The IFA Executive Council is meeting this Wednesday and will be deciding on the Association’s position on the Glanbia JV proposals. IFA hopes to have all matters clarified with Glanbia in advance of this meeting.
David O’Flanagan, Corporate Finance Partner in Deloitte, advised the group that he found that, in his opinion, the valuation of assets to be purchased by the JV was very reasonable by normal standards of assessing value, including earnings multiples, and said it compared favourably with similar transactions in the global agribusiness sector.
He further stated that, having had sight of the JV’s financial projections relative to the historical performance of the businesses involved, he was satisfied that the cash flow modelling used by Glanbia for the proposal was robust and credible. He said he was satisfied that the new entity would be in a strong position to meet its financial obligations on the basis of the first proposal alone.
On the pension issue, the Eversheds expert Mr Peter Fahy, whose report was also presented to the group, was given detailed insight from Glanbia into the current provisions of the pension scheme as relevant to the transferring staff.

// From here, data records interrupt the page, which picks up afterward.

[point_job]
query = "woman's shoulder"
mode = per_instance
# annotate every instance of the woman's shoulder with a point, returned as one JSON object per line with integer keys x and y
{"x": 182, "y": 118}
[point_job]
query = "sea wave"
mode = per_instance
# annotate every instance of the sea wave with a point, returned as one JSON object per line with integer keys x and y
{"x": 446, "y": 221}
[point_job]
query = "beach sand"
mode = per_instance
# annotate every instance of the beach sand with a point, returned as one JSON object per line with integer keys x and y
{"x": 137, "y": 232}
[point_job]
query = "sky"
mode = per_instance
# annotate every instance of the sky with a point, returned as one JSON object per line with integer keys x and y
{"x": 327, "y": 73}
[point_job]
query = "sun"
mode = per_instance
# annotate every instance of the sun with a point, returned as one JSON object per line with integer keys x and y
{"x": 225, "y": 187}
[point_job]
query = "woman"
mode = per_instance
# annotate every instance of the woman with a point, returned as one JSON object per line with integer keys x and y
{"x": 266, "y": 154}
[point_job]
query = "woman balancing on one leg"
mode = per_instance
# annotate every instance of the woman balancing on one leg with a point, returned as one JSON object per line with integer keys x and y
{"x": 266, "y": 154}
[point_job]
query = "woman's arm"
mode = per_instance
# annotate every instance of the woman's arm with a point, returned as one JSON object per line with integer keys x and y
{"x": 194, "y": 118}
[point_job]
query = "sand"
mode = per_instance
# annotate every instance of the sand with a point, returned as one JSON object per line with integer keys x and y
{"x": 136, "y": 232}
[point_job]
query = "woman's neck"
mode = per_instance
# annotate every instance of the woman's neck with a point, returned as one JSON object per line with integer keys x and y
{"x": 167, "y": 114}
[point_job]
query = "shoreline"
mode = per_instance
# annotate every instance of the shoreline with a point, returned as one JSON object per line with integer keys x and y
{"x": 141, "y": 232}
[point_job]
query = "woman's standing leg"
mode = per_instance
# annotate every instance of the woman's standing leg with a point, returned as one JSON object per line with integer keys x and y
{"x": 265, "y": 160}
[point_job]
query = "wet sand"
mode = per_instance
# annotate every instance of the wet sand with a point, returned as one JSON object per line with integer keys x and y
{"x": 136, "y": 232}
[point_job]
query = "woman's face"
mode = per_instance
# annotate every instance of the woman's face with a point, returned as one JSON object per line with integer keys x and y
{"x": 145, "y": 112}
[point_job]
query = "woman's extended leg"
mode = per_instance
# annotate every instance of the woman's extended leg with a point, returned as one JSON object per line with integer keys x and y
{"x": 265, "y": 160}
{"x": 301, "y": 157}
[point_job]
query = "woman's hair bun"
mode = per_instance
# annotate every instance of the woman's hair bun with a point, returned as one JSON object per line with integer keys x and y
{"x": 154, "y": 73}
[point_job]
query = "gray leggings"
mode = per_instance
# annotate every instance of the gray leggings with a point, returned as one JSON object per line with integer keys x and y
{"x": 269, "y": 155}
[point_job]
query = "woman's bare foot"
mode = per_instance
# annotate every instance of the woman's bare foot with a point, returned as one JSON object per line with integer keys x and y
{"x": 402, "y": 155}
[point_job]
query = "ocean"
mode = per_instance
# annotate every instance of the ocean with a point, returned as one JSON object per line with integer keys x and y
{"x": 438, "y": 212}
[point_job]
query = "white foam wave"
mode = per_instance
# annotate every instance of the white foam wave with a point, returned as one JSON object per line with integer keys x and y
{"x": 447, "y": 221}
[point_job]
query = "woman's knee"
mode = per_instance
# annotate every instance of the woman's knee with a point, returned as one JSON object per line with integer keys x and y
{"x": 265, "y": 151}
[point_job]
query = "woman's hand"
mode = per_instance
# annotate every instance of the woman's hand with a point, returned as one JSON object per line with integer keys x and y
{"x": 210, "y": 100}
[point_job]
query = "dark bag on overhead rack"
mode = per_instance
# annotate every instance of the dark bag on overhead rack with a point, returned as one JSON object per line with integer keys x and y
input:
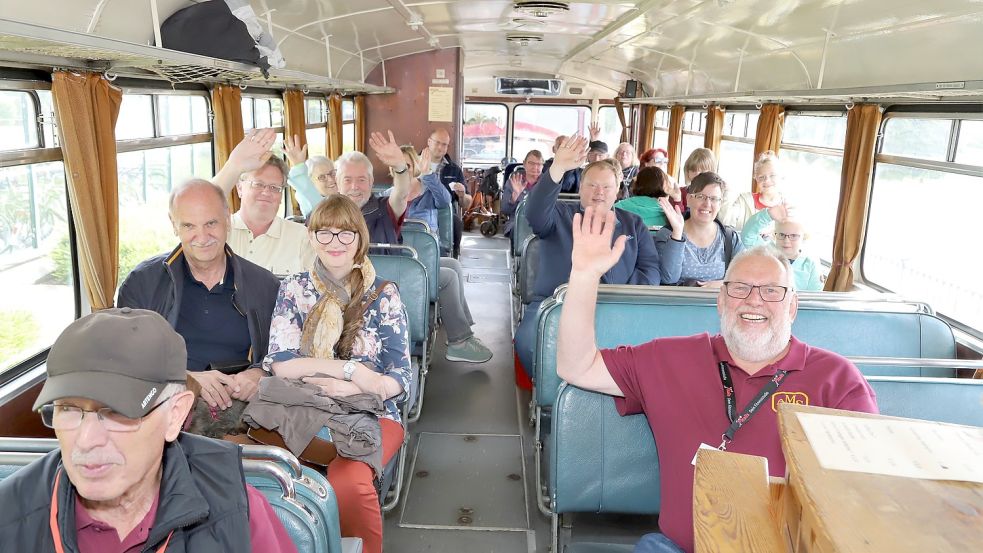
{"x": 211, "y": 29}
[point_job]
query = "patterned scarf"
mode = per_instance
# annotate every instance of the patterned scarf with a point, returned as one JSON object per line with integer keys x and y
{"x": 324, "y": 324}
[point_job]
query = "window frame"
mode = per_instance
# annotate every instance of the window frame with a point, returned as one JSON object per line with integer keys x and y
{"x": 957, "y": 114}
{"x": 44, "y": 153}
{"x": 508, "y": 132}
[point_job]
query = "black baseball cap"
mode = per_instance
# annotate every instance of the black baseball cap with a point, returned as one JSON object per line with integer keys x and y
{"x": 121, "y": 358}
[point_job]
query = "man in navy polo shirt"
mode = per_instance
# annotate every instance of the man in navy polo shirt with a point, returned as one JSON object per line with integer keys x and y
{"x": 219, "y": 302}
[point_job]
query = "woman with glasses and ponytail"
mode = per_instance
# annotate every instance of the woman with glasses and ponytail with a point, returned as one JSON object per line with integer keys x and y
{"x": 343, "y": 329}
{"x": 708, "y": 244}
{"x": 788, "y": 236}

The detailed report covered many aspects of the pension funds, and verified that the Pensions Board had approved under Section 50 a scheme clearly providing reduced benefits and adequate funding, with no obligation on the Employer to make any additional contribution over and above those provided for.
IFA National Dairy Committee Chairman Kevin Kiersey said the JV proposals constituted a very ambitious, well thought out, and fair method to bring back dairy processing into farmers’ control without an excessive burden of debt – a very important move to provide for expansion in advance of the post-2015 era. He said in addition to the crunch issues reviewed by the relevant experts for IFA, it would be helpful for Glanbia to progress a small number of areas, raised by IFA from the early stages of these discussions, to help get a positive vote over the line.
“There is a need for Glanbia to give either an uplift upon repayment, or co-op shareholding, in return for the 2c/l deduction on growth milk. I also believe that no deduction should apply when milk prices fall below 25c/l + VAT. In addition, Glanbia must reassure farmers firmly regarding their ability to continue accessing merchant credit in the same conditions. To help farmers manage volatility, Glanbia must commit to increasing the amount of milk involved in fixed price contracts, and to consult with farmers in developing milk pricing systems which can assist with this also,” he said.
“Finally, I urge Glanbia to intensify its engagement with liquid milk producers through Fresh Milk Producers, to ensure they benefit from fair and robust terms and conditions, including pricing, in their future dealings with the Plc on sales of liquid milk,” he concluded.